Eighty Japanese patients with IPF underwent high-resolution computed tomography (HRCT), spirometry, and oscillometry and were retrospectively investigated. Fibrosis-related HRCT findings were scored regarding airspace consolidation, honeycombing, architectural distortion, traction bronchiectasis, and fibrosis. Correlations between the HRCT scores, spirometric parameters, and oscillometric parameters were analysed.
Respiratory reactance correlated positively with all fibrosis-related HRCT scores. Vital capacity and forced vital capacity (FVC) correlated negatively with oscillometric parameters and HRCT scores, reflecting the severity of restrictive ventilatory deficiency. Respiratory resistance was not related to any of the HRCT scores or forced expiratory volume in 1 s/FVC. However, forced expiratory volume in 1 s/FVC correlated positively with HRCT scores, which showed that airflow obstruction became milder as the disease progressed.

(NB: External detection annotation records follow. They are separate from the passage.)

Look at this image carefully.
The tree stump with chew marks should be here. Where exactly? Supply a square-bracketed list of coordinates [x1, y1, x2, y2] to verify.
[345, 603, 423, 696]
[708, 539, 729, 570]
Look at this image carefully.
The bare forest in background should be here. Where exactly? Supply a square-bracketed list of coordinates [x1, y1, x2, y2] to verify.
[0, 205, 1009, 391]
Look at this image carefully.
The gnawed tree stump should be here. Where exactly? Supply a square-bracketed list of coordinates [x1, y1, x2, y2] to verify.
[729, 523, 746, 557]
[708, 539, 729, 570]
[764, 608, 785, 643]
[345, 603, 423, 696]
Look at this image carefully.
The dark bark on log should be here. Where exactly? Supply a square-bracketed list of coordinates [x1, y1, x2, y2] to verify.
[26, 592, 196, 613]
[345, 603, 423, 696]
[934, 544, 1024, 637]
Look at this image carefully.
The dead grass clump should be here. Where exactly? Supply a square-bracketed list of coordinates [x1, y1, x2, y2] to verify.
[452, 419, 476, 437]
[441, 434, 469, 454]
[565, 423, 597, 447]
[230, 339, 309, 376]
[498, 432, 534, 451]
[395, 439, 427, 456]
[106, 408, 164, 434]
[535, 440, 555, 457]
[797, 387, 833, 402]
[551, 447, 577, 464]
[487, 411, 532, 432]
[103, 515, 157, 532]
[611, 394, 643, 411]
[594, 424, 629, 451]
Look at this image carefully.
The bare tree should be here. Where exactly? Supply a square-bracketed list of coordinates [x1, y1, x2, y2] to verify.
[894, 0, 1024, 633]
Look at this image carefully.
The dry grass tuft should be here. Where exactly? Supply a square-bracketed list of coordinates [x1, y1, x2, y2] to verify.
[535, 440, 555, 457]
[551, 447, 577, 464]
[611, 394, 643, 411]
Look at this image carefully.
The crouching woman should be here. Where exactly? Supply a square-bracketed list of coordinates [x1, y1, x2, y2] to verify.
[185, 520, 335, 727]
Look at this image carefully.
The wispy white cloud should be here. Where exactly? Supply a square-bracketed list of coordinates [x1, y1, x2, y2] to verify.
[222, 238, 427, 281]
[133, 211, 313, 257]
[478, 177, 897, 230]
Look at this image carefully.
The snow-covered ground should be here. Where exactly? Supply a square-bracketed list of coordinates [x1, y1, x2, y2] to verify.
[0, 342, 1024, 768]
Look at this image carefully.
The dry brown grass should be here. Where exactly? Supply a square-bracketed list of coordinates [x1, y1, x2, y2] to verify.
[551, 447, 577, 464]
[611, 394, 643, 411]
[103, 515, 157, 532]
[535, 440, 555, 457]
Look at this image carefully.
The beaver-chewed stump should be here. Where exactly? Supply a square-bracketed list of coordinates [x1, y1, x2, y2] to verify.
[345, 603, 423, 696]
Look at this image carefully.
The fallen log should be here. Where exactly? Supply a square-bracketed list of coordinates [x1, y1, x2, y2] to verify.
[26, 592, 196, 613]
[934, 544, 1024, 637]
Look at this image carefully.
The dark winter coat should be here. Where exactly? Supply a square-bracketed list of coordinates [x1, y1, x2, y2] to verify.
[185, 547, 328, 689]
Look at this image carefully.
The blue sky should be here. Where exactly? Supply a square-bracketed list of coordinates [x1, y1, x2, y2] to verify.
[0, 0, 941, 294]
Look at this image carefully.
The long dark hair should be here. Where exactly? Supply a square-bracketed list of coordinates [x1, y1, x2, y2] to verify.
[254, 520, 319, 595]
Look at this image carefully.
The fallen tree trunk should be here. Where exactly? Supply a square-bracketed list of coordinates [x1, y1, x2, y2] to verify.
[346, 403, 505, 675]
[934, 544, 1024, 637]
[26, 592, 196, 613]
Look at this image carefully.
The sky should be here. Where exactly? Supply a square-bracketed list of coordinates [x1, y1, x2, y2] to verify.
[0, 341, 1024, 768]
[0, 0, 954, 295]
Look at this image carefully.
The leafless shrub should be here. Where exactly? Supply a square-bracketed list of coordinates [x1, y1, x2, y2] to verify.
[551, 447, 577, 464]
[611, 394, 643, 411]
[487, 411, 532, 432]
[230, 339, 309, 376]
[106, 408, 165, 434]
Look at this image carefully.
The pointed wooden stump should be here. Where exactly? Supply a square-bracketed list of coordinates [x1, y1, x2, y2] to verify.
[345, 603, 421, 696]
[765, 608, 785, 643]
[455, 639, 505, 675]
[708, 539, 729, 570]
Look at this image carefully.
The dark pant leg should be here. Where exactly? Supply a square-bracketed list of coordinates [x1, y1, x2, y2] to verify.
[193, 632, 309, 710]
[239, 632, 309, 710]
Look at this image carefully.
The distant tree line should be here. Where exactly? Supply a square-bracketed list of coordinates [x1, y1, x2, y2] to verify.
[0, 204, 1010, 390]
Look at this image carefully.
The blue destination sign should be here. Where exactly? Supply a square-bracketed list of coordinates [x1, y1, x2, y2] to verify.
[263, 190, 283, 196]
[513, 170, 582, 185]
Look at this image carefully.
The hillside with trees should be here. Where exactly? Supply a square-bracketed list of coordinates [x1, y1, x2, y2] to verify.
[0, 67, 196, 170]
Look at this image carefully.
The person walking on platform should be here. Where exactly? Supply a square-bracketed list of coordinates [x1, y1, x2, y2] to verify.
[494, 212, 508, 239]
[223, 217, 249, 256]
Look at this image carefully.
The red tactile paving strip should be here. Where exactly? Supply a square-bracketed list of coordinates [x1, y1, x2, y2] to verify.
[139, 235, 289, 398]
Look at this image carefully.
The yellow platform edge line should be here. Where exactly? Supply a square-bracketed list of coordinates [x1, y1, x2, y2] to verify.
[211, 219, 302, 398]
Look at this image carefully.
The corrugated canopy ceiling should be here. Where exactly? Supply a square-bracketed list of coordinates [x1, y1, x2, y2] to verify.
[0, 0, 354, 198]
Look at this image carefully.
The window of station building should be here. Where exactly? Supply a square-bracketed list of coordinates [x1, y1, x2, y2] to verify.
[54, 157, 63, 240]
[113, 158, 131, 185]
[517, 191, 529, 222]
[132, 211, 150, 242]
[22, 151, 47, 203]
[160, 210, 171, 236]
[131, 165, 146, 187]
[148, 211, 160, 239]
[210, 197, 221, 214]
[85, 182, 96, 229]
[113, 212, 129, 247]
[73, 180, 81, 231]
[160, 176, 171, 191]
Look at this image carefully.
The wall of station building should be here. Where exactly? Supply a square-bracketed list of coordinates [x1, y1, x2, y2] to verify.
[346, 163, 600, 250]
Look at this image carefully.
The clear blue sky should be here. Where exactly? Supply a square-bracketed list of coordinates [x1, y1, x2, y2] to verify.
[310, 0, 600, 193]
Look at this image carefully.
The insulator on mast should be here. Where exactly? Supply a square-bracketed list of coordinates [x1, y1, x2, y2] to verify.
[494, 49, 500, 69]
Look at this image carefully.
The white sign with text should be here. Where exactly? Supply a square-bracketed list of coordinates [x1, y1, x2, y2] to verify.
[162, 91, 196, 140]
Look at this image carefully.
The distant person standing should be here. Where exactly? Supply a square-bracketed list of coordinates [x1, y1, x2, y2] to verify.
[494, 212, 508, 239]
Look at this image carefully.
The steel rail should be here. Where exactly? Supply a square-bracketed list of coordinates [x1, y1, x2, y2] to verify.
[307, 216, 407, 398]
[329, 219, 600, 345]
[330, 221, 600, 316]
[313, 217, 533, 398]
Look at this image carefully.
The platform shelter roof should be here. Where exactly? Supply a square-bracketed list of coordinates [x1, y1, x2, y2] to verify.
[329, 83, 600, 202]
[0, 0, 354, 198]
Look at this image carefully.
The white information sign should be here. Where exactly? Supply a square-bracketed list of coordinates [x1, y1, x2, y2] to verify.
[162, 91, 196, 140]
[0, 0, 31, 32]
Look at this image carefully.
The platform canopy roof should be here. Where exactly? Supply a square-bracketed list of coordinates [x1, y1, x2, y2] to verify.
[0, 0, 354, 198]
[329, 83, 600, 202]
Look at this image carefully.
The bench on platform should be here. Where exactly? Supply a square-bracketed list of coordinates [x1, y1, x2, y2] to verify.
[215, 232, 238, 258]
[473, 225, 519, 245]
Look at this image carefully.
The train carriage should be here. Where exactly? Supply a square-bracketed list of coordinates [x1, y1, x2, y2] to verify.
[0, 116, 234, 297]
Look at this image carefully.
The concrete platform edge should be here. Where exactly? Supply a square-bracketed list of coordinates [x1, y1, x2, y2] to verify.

In conclusion, respiratory reactance reflects fibrosis and restrictive ventilatory deficiency in IPF. Moreover, respiratory resistance is independent of traction bronchiectasis and airflow obstruction in patients with IPF, which implies that respiratory resistance might reflect different properties of the airways.
Abstract
Respiratory reactance measured by oscillometry correlates with fibrosis-related computed tomography findings in idiopathic pulmonary fibrosis (IPF). Respiratory resistance is independent of traction bronchiectasis and airflow obstruction in IPF. https://bit.ly/36zoGtf
Introduction
Idiopathic pulmonary fibrosis (IPF) is a specific form of chronic, progressive, fibrosing interstitial pneumonia of unknown cause with a poor prognosis [1–3]. Since the clinical course of individual patients with IPF varies [4], many studies have been reported regarding developing clinical, physiological, and radiological markers to evaluate the clinical conditions and prognosis of patients with IPF [5–17]. As radiological and physiological markers, fibrosis-related high-resolution computed tomography (HRCT) findings and pulmonary function tests are used for predicting the prognosis of patients with IPF [10, 11, 13, 16, 17]. Notably, forced vital capacity (FVC), which reflects restrictive ventilatory deficiency, has been used as a surrogate marker for prognosis [13]. Restrictive ventilatory deficiency in IPF is primarily attributed to reduction of lung compliance [16]. Although the measurement requires placement of an oesophageal pressure probe to obtain transpulmonary pressure, lung compliance is useful for early IPF diagnosis because it is markedly reduced even in patients without abnormal HRCT findings [16, 18].
In addition to these markers, studies for evaluating patients with IPF using oscillometry, also called the forced oscillation technique, have been reported [14, 15]. Oscillometry, which involves measurements of within-breath changes in respiratory impedance, measures respiratory resistance (Rrs) and respiratory reactance (Xrs). Rrs represents the sum of the airway resistance and viscous resistance of lung and thoracic tissue [19], whereas Xrs reflects the dynamic elastance and inertia of the respiratory system [20]. Measuring respiratory impedance using oscillometry is less time-consuming and is technically easier to perform than spirometry because it is measured at rest with minimal respiratory effort [21, 22].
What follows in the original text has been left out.